Primary Murine Myotubes as a Model for Investigating Muscular Dystrophy

1Department of Women’s and Children’s Health, Karolinska University Hospital, Solna, 17176 Stockholm, Sweden
2Center for Molecular Medicine, Karolinska University Hospital, Solna, 17176 Stockholm, Sweden
3Federal Almazov Medical Research Centre, 2 Akkuratova Street, Saint Petersburg 197341, Russia
4Institute of translational Medicine, ITMO University, 14 Birzjevaya Line, Saint Petersburg 199034, Russia
5Department of Physiology and Pharmacology, Karolinska Institutet, 17177 Stockholm, Sweden

Received 31 December 2014; Accepted 11 March 2015

Academic Editor: Sachchida Nand Pandey

Copyright © 2015 Natalia Smolina et al. This is an open access article distributed under the Creative Commons Attribution License, which permits unrestricted use, distribution, and reproduction in any medium, provided the original work is properly cited.
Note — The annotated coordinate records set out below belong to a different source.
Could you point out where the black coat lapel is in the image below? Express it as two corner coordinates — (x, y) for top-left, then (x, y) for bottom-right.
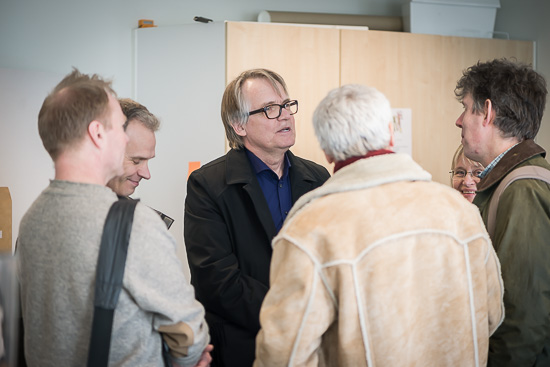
(226, 149), (278, 240)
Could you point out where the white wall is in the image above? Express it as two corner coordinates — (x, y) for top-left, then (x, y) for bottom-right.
(0, 0), (550, 262)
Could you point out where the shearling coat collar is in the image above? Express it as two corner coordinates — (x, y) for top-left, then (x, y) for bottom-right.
(287, 153), (432, 219)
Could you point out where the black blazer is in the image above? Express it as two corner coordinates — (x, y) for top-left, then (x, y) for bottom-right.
(184, 149), (330, 367)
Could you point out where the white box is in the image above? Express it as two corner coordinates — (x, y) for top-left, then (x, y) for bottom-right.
(403, 0), (500, 38)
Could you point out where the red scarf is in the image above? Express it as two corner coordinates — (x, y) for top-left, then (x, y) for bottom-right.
(334, 149), (394, 173)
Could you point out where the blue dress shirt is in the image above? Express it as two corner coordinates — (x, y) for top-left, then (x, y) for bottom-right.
(245, 149), (292, 232)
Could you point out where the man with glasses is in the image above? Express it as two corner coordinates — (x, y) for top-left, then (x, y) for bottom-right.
(184, 69), (330, 367)
(455, 60), (550, 367)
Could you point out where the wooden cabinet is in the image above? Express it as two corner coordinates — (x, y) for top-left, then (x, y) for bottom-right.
(134, 22), (533, 272)
(226, 22), (533, 184)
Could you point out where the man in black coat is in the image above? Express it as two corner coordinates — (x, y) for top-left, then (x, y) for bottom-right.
(184, 69), (330, 367)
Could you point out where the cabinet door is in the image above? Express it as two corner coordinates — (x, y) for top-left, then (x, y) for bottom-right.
(226, 22), (340, 171)
(341, 30), (533, 185)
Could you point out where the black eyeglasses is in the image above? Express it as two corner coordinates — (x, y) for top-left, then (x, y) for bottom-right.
(449, 168), (483, 180)
(248, 100), (298, 119)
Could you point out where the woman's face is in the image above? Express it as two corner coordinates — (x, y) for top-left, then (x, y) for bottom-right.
(452, 154), (483, 203)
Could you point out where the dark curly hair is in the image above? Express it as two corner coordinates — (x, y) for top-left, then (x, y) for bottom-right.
(455, 59), (548, 140)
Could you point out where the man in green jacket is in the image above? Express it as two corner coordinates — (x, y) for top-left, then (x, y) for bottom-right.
(455, 59), (550, 366)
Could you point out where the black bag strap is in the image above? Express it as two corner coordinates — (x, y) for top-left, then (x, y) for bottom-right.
(88, 200), (138, 367)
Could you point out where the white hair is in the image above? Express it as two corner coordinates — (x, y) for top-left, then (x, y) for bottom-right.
(313, 84), (392, 162)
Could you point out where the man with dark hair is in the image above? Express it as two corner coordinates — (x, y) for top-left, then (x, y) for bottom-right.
(455, 59), (550, 367)
(184, 69), (329, 367)
(17, 70), (211, 367)
(107, 98), (160, 196)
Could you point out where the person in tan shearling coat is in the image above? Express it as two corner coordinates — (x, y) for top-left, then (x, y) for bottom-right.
(254, 85), (504, 367)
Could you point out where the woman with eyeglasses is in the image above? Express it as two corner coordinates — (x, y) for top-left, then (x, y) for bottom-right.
(451, 144), (485, 203)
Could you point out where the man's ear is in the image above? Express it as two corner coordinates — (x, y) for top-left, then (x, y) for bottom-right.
(483, 98), (495, 125)
(388, 121), (395, 148)
(231, 122), (246, 136)
(88, 120), (105, 148)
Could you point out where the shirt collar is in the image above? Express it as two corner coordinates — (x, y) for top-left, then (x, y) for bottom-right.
(243, 148), (291, 177)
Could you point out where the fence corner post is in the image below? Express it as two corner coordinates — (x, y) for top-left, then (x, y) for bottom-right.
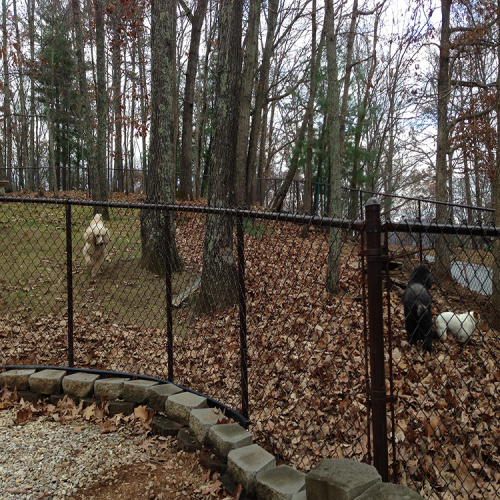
(65, 202), (75, 368)
(236, 215), (249, 419)
(163, 210), (174, 382)
(365, 198), (389, 482)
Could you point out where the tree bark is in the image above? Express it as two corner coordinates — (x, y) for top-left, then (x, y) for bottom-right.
(0, 0), (12, 182)
(325, 0), (347, 294)
(112, 1), (124, 193)
(12, 0), (28, 189)
(235, 0), (262, 208)
(141, 0), (182, 275)
(246, 0), (279, 206)
(200, 0), (243, 313)
(94, 0), (109, 220)
(177, 0), (208, 200)
(490, 2), (500, 330)
(433, 0), (453, 283)
(301, 0), (316, 238)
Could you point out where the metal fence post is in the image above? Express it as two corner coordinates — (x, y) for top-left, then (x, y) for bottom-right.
(65, 203), (75, 368)
(164, 212), (174, 382)
(365, 198), (389, 482)
(236, 215), (249, 419)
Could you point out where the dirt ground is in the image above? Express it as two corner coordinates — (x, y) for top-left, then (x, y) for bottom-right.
(73, 451), (230, 500)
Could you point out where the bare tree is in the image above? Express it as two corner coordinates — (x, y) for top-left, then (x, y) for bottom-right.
(94, 0), (109, 219)
(200, 0), (243, 312)
(178, 0), (208, 199)
(141, 0), (182, 274)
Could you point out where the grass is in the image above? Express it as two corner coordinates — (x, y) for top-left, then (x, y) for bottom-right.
(0, 204), (203, 328)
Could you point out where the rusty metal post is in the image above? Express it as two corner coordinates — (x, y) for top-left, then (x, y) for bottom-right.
(236, 215), (248, 419)
(365, 198), (389, 482)
(418, 199), (423, 262)
(65, 203), (75, 368)
(164, 212), (174, 382)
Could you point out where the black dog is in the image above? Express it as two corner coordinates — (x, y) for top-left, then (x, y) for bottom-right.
(403, 264), (432, 352)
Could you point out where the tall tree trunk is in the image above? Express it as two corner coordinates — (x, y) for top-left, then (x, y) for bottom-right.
(72, 0), (98, 194)
(141, 0), (182, 274)
(433, 0), (453, 283)
(12, 0), (28, 189)
(246, 0), (279, 206)
(129, 42), (137, 193)
(94, 0), (109, 220)
(200, 0), (243, 312)
(490, 2), (500, 330)
(302, 0), (316, 234)
(235, 0), (262, 207)
(349, 3), (380, 219)
(28, 0), (36, 189)
(325, 0), (342, 294)
(178, 0), (208, 200)
(0, 0), (12, 182)
(271, 113), (309, 211)
(112, 1), (124, 193)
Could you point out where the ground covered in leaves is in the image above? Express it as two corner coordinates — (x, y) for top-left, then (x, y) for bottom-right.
(0, 387), (234, 500)
(0, 191), (500, 499)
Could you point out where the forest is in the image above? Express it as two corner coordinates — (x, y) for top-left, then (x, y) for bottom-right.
(0, 0), (499, 215)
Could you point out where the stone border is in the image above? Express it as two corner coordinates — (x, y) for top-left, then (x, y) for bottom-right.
(0, 368), (422, 500)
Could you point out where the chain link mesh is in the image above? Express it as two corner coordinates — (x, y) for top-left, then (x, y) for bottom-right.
(0, 200), (500, 498)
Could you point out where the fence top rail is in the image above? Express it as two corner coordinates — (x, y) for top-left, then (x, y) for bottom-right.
(0, 196), (364, 231)
(382, 221), (500, 238)
(257, 177), (495, 212)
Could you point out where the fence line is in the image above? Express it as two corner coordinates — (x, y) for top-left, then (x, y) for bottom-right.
(0, 197), (500, 498)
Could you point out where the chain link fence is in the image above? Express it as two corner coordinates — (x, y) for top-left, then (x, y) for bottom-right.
(0, 198), (500, 498)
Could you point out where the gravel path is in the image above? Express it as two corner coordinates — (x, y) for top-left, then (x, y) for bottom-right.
(0, 409), (142, 500)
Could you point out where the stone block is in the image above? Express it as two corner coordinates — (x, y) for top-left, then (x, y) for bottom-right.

Muscular dystrophies caused by defects in various genes are often associated with impairment of calcium homeostasis. Studies of calcium currents are hampered because of the lack of a robust cellular model. Primary murine myotubes, formed upon satellite cell fusion, were examined for their utilization as a model of adult skeletal muscle. We enzymatically isolated satellite cells and induced them to differentiation to myotubes. Myotubes displayed morphological and physiological properties resembling adult muscle fibers. Desmin and myosin heavy chain immunoreactivity in the differentiated myotubes were similar to the mature muscle cross-striated pattern. The myotubes responded to electrical and chemical stimulations with sarcoplasmic reticulum calcium release. Presence of L-type calcium channels in the myotubes sarcolemma was confirmed via whole-cell patch-clamp technique. To assess the use of myotubes for studying functional mutation effects lentiviral transduction was applied. Satellite cells easily underwent transduction and were able to retain a positive expression of lentivirally encoded GFP up to and after the formation of myotubes, without changes in their physiological and morphological properties. Thus, we conclude that murine myotubes may serve as a fruitful cell model for investigating calcium homeostasis in muscular dystrophy and the effects of gene modifications can be assessed due to lentiviral transduction.